BAGHDAD - Former members of the late Iraqi president Saddam Hussein's Baath Arab Socialist party are skeptical of a new law enabling them to reclaim government jobs, saying they fear it might be a plot to hunt them down.

BAGHDAD - Former members of the late Iraqi president Saddam Hussein's Baath Arab Socialist party are skeptical of a new law enabling them to reclaim government jobs, saying they fear it might be a plot to hunt them down.

The Iraqi legislature passed a law Saturday that allows some former Baathists - mostly from Iraq's once-dominant Sunni Muslim minority - to reclaim government jobs or receive pensions. The measure was a key legislative benchmark long sought by the United States to promote national reconciliation.

"This law could be a government decoy to spot high-ranking Baathists in hiding when applying for jobs and get rid of them by gunmen," said Shihab Hamad, a 47-year-old Sunni who used to work as a headmaster of a secondary school, on Sunday.

"My life is more precious than any job."

But Falah Shanshal, a Shiite Muslim legislator and the head of the de-Baathification committee in the legislature, said: "Such fears are groundless."

"People who have not committed crimes should have nothing to be afraid of," he said.

"There are some people who might start such rumours in order to keep the situation tense."

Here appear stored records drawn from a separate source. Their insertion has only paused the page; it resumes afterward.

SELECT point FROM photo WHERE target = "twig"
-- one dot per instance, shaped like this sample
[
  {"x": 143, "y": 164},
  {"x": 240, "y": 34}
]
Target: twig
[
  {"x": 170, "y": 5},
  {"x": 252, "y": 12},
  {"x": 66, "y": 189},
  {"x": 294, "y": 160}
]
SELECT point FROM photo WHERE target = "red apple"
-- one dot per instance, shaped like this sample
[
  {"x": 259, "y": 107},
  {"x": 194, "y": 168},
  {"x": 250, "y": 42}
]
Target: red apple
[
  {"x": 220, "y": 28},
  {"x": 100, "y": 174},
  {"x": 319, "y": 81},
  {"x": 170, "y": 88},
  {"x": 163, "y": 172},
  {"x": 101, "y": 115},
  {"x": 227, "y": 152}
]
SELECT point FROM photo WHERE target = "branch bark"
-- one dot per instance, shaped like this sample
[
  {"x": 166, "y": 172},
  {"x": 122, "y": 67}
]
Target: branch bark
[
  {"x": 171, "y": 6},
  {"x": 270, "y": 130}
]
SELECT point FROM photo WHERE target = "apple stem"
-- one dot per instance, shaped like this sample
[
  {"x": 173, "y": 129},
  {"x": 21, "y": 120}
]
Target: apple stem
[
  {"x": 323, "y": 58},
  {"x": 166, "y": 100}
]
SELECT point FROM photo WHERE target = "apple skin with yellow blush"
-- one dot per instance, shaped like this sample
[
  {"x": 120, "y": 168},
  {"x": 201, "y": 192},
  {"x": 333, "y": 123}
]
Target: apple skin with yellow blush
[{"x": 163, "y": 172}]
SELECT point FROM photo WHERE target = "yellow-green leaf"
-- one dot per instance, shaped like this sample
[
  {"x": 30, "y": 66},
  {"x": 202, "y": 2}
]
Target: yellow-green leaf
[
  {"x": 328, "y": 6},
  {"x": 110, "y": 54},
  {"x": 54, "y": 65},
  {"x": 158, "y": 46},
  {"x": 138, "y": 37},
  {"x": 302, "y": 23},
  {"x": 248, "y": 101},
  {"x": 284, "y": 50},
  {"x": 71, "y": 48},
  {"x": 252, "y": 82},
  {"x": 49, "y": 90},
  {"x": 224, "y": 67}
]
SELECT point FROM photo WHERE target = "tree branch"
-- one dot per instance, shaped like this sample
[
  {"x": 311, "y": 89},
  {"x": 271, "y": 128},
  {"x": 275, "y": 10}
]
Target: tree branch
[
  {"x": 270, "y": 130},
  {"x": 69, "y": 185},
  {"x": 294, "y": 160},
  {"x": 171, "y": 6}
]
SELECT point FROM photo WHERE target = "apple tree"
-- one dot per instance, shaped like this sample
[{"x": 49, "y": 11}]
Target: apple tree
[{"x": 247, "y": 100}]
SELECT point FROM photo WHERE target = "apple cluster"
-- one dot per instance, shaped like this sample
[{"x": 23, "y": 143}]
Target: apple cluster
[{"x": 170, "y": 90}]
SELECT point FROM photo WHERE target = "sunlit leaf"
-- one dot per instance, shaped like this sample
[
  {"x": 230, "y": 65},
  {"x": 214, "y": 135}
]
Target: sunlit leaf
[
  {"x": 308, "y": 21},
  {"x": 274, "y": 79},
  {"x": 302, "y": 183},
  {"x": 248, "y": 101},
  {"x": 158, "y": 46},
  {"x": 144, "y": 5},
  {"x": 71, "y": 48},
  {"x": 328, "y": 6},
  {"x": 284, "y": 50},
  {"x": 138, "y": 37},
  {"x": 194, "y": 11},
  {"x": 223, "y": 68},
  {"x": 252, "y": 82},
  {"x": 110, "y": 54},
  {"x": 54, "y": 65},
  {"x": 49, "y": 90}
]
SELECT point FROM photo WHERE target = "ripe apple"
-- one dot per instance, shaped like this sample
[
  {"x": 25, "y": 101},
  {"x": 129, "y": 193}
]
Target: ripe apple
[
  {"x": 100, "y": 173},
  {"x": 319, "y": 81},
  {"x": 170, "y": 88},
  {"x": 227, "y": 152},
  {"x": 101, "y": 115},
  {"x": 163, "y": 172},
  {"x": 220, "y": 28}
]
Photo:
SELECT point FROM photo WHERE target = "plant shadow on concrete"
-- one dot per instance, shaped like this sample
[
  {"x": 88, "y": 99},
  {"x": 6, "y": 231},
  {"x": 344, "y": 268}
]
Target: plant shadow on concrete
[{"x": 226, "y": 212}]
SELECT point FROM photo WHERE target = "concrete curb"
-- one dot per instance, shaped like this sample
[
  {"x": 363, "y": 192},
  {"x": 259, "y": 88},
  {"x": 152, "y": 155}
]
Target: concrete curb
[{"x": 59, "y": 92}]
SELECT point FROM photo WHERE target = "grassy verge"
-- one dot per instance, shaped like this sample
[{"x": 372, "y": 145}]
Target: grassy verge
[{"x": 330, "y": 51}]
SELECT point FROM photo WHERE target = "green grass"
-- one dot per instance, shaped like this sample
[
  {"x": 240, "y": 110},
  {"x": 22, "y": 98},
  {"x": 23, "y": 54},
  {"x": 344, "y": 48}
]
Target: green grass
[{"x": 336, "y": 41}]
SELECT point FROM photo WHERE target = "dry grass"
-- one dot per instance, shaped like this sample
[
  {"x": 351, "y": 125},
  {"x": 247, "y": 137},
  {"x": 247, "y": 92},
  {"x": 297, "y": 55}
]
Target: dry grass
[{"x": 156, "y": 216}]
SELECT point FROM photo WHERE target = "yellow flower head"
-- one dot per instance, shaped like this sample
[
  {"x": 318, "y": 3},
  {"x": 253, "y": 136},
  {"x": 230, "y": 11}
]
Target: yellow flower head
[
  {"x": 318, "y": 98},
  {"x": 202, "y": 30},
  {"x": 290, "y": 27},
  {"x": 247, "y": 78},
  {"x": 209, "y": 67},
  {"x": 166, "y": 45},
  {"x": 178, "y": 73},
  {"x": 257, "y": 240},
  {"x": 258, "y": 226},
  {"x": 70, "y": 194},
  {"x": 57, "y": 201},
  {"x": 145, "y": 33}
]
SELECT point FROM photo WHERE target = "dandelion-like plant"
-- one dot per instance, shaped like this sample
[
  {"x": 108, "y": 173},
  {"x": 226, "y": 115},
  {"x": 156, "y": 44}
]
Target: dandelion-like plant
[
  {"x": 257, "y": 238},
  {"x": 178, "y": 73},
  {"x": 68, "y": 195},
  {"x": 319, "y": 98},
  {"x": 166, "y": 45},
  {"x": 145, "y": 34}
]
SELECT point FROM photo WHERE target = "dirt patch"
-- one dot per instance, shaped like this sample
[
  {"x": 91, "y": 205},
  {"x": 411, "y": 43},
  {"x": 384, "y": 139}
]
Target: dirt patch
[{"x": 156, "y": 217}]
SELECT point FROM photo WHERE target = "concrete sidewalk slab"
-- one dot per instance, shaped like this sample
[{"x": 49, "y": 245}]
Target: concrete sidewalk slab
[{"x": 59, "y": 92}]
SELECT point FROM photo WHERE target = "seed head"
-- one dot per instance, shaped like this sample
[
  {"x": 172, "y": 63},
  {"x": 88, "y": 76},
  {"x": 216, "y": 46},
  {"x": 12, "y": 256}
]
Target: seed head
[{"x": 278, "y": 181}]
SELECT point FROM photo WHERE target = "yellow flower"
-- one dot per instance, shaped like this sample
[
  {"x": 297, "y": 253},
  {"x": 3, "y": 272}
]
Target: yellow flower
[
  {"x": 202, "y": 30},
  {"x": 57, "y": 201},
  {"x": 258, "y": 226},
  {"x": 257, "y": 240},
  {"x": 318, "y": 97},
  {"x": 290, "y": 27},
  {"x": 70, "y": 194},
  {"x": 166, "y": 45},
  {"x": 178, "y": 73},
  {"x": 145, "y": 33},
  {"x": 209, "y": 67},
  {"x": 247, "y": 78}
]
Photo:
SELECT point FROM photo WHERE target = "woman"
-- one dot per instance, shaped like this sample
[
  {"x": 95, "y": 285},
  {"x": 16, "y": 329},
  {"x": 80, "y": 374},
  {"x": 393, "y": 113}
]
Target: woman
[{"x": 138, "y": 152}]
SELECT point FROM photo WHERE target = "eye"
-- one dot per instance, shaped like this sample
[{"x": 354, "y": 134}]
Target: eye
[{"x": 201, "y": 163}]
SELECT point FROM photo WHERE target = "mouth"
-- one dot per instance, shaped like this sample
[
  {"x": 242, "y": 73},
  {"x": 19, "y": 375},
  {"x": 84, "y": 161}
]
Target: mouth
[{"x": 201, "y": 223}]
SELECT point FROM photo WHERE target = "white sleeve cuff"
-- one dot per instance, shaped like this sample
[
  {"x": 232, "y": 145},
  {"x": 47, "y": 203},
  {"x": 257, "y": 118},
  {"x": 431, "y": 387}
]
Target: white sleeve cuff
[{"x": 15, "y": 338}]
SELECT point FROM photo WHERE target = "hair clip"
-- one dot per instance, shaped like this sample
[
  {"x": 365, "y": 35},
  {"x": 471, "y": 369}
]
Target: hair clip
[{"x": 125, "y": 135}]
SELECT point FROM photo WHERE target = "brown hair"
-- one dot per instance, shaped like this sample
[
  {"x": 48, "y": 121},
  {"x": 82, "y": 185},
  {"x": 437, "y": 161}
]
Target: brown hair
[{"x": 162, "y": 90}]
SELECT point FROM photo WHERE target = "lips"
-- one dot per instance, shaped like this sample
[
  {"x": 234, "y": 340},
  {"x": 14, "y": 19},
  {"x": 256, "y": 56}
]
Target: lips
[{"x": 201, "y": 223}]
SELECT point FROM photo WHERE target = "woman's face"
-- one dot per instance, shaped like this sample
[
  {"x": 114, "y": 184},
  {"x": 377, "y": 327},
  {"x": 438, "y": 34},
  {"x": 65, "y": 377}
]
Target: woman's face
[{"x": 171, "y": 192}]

The new bill, titled the Accountability and Justice law, would allow thousands of former Baathists who were not involved in past crimes against Iraqis to fill posts in the Shiite-dominated government. It was designed to replace de-Baathification rules that led to the firing of many senior Baathists who have experience running ministries, university departments and state companies.

Many Baathists and officers in the former Iraqi army went into hiding or left the country in order to escape reprisal killings orchestrated by Shiite militiamen linked to political parties.

Abu Yassin, a 54-year-old Sunni, worked at the Education Ministry before he was sacked in 2003. The ministry rejected his requests for pension and since then he has been financially dependent on his sons.

"This law is meaningless to me because I cannot work again in a ministry controlled by Shiite parties and militias and there is no compensation for the past years I have spent without a job."

A Shiite, Abu Saad, said he joined the Baath party in the past to promote his career in the Trade Ministry but he was fired after the U.S.-led invasion in 2003. He said he has no interest in regaining his job, fearing assassination.

"I prefer to stay home living the rest of my life in peace, rather than getting killed while heading to work," he said.